This article is mirrored on my blog.

I have been working on a voxel-based game for the last several months. As part of its development, I created a binary versioning and migration system that I haven't seen before.

Game data goals

Arguably the most important aspect of a game's technical architecture is its data model. The choice of the data model has wide-ranging impacts on iteration speed, development time, game design, player experience, performance, and more.

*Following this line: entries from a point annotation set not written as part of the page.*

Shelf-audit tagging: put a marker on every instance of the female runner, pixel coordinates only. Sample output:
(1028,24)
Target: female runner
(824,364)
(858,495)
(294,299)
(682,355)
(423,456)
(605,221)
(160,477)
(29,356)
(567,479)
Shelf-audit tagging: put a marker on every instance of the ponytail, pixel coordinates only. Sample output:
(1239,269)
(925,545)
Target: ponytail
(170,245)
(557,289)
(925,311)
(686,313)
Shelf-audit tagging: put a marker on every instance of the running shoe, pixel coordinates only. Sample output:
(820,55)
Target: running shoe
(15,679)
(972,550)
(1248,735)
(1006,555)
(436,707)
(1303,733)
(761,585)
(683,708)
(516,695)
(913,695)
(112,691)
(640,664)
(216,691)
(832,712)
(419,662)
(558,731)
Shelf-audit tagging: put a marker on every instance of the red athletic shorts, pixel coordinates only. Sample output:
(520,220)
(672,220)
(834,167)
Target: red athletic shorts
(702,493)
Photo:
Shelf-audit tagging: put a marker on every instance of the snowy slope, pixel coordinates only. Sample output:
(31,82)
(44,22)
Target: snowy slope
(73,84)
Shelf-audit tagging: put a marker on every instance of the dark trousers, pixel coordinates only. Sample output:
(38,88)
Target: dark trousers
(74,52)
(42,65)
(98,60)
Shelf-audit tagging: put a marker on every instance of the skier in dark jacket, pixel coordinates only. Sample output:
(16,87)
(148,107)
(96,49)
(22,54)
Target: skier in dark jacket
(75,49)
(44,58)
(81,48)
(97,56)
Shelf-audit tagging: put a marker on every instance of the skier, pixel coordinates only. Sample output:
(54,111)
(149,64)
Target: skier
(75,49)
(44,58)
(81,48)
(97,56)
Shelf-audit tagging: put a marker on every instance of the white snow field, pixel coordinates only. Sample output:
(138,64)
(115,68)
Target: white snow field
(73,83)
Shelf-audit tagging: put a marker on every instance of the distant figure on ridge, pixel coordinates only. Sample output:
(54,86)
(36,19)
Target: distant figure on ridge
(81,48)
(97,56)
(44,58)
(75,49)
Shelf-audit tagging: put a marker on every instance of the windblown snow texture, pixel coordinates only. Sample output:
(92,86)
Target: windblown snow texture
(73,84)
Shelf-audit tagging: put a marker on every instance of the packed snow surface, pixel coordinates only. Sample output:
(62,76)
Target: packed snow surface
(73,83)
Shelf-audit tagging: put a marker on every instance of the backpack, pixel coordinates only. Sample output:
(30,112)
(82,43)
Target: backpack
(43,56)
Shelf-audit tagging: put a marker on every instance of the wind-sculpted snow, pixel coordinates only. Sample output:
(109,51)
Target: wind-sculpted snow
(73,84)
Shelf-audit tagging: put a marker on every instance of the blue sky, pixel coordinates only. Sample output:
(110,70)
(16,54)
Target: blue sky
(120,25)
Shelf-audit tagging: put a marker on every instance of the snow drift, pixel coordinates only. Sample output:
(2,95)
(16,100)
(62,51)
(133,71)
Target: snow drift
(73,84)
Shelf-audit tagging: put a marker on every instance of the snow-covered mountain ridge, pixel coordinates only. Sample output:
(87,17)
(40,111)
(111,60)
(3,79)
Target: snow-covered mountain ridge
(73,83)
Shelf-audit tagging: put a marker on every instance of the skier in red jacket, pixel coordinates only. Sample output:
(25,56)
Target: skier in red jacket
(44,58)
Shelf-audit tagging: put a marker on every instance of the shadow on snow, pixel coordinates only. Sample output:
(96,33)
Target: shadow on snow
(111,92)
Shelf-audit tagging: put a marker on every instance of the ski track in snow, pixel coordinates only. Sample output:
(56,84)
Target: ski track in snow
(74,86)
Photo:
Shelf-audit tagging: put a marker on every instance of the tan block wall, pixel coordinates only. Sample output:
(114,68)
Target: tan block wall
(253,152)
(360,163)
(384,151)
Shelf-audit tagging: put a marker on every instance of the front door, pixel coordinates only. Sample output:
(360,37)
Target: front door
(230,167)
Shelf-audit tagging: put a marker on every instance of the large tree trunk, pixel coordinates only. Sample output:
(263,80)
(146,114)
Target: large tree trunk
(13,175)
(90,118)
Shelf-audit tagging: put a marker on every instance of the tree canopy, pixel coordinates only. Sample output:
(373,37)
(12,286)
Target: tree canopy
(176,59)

I had several goals in mind when deciding this game's data model:

  • No loading screens. Computer hardware has gotten to the point where gigabytes of data can be read from SSDs in a single second. With discipline, I should be able to calculate when my game can display its first playable frame (i.e., from launching the executable to regular gameplay) based on how much data I need to load and how fast my disk can supply the data. There is work that needs to be done beyond just loading from the disk, such as negotiating creation of the game window and especially uploading to the GPU. However, I want to keep the pipeline from data on disk to gameplay-ready data as short as possible.
  • Limited/no dynamic allocation. While it is fun and easy to use a dynamic array like C++'s std::vector, it makes it much harder to reason about your memory. You don't know how much you use, how often you allocate, when you reallocate, or how much your game can even handle unless you exercise restraint or create your own version with lots of added tracking. One of my most common sources of crashes in my previous programs is referencing data in vectors that have been reallocated. I believe I can make more robust programs by setting memory constraints rather than treating memory as a mysterious essentially unlimited resource.
  • Simple. If a C array of e.g. PlayerData players[256] is sufficient, then it should be used rather than something more complex. Performance does cause tension with simplicity, so with everything a middle ground must be found.

The plain old data model

The game's data model is highly unusual for one made in 2023:

  • All world state data (essentially anything the game remembers frame-to-frame, excluding things like data uploaded to the GPU or caches for performance) is stored in one massive "plain old data" (POD) structure.
  • To maintain the POD-ness of the world state, all dynamic things are limited to a fixed size and stored in C arrays. Each set of data has some way of indicating it is an empty slot or not, usually through a zero or non-zero ID.
  • The world state is saved and loaded to disk or transferred over the network in its native binary form, i.e. through single calls to fwrite, fread, or write, respectively.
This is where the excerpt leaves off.